How many satellites do we actually need for continuous national coverage?
For a mid-sized nation with a defined operational area of, say, 2–3 million km², a constellation of 6–10 LEO microsatellites in complementary orbital planes can provide contact windows of 8–14 minutes per pass with full coverage across the day. True continuous coverage — meaning at least one satellite visible at all times — typically requires 18–24 satellites depending on orbital altitude and minimum elevation angle. Store-and-forward messaging can dramatically reduce the constellation size needed if latency requirements permit gaps of minutes rather than seconds.
Can we achieve interoperability with allied forces while keeping our network sovereign?
Yes — NATO STANAG 4611 and bilateral waveform agreements define interface standards that allow allied terminals to access designated portions of a sovereign payload without exposing the core cryptographic or network management layer. Gateways translate between national and coalition waveforms, letting you grant and revoke coalition access in software rather than by sharing hardware. The sovereignty argument is precisely that you hold the keys to that gateway, not an allied or commercial third party.
What is the realistic cost of a sovereign tactical SATCOM programme?
A credible 12-satellite LEO microsatellite constellation with ground control, key management infrastructure, and user terminals runs approximately $1.8–2.4B for the space and ground segments, based on current small-satellite market pricing from analysts such as Bryce Space and Technology. Recurring annual operations, including launch replacements and sustainment, add roughly $80–120M per year. These figures assume a nascent but present domestic industrial base; a nation starting entirely from scratch will add 30–50% for technology transfer and workforce development.
How long does it take from programme approval to first operational satellites?
For a nation with some existing space industrial capability, 36–48 months to initial operating capability is realistic for a microsatellite constellation. Nations with mature programmes (Israel, France, India) have delivered first military satellites in 24–30 months from contract award.
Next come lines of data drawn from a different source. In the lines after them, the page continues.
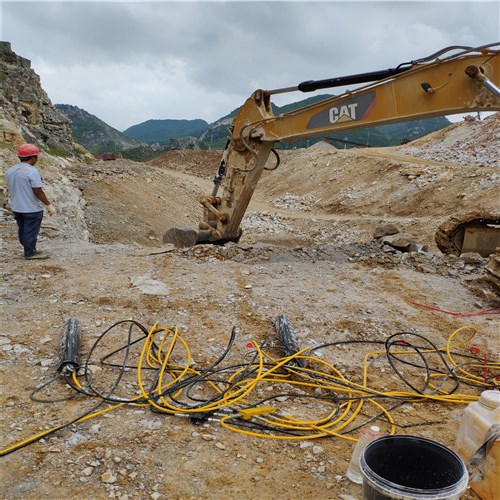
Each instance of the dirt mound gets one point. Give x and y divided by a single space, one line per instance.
307 252
200 163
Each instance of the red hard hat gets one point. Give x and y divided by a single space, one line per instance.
28 150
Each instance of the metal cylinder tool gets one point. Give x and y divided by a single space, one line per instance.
69 361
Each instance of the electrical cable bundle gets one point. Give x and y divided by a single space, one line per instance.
259 396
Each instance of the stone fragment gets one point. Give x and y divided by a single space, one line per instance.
108 477
385 230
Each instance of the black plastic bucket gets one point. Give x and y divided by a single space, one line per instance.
406 467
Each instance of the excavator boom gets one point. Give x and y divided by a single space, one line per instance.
467 81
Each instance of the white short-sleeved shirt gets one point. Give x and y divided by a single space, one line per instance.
21 179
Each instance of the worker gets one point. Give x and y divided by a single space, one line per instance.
27 199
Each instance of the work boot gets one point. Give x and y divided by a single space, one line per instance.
38 256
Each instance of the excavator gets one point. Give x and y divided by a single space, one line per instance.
456 79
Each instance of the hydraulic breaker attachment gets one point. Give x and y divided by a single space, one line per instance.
444 83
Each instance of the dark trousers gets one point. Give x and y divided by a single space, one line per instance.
28 228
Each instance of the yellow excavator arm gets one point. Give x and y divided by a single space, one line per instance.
467 81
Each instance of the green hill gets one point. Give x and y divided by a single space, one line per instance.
161 131
94 134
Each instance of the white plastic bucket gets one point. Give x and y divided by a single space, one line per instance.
411 467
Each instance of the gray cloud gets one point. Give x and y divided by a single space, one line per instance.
128 62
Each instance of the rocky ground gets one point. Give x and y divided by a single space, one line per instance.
308 252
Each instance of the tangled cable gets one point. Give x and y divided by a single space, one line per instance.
260 396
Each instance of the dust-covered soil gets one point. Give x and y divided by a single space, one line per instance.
307 252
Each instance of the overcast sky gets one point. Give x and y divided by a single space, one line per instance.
127 62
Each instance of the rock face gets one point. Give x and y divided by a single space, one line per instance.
28 113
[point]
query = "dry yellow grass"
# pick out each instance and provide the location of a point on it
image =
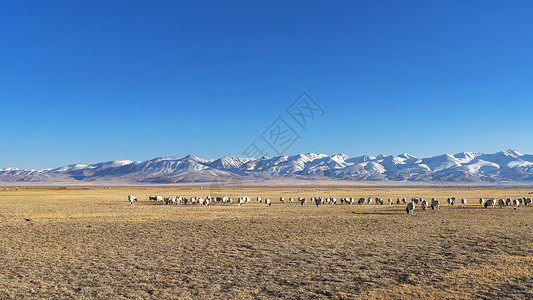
(89, 243)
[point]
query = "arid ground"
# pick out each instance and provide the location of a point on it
(89, 243)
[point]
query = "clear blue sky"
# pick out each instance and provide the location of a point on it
(91, 81)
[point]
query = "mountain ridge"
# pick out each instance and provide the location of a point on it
(465, 167)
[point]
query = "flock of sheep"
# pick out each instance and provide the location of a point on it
(410, 206)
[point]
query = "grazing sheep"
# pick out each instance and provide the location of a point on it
(410, 207)
(463, 202)
(451, 201)
(434, 203)
(517, 202)
(491, 202)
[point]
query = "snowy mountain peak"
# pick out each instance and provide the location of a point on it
(512, 153)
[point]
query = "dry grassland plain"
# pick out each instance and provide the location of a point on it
(89, 243)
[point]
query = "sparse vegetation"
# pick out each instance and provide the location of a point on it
(76, 243)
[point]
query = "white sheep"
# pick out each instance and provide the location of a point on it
(410, 207)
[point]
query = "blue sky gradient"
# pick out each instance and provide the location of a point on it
(91, 81)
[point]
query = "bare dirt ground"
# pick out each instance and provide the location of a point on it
(89, 243)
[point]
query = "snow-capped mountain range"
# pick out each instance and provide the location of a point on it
(470, 167)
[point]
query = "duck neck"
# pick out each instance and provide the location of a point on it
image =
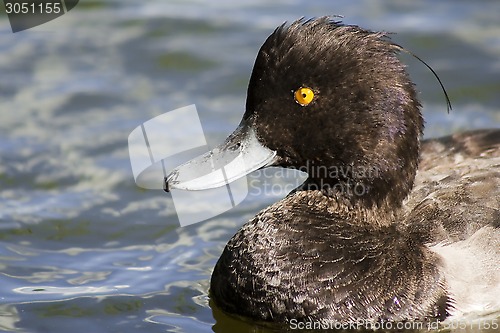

Without an established industrial base, 60–72 months is more honest, and should be planned for. Bridging contracts with allied or commercial providers are not a sign of weakness — they are prudent risk management while the sovereign capability matures.
Are there arms-control or international-law constraints on operating a military SATCOM constellation?
The 1967 Outer Space Treaty prohibits placing weapons of mass destruction in orbit but does not restrict conventional military communications satellites; dedicated military SATCOM has been operated by the US, Russia, the UK, France, China, India, and Israel for decades without legal challenge. ITU Radio Regulations govern spectrum use and require coordination filings through UN-OOSA and ITU-BR. Nations should also review their obligations under relevant UN General Assembly resolutions on the non-weaponisation of space, though these remain hortatory rather than binding.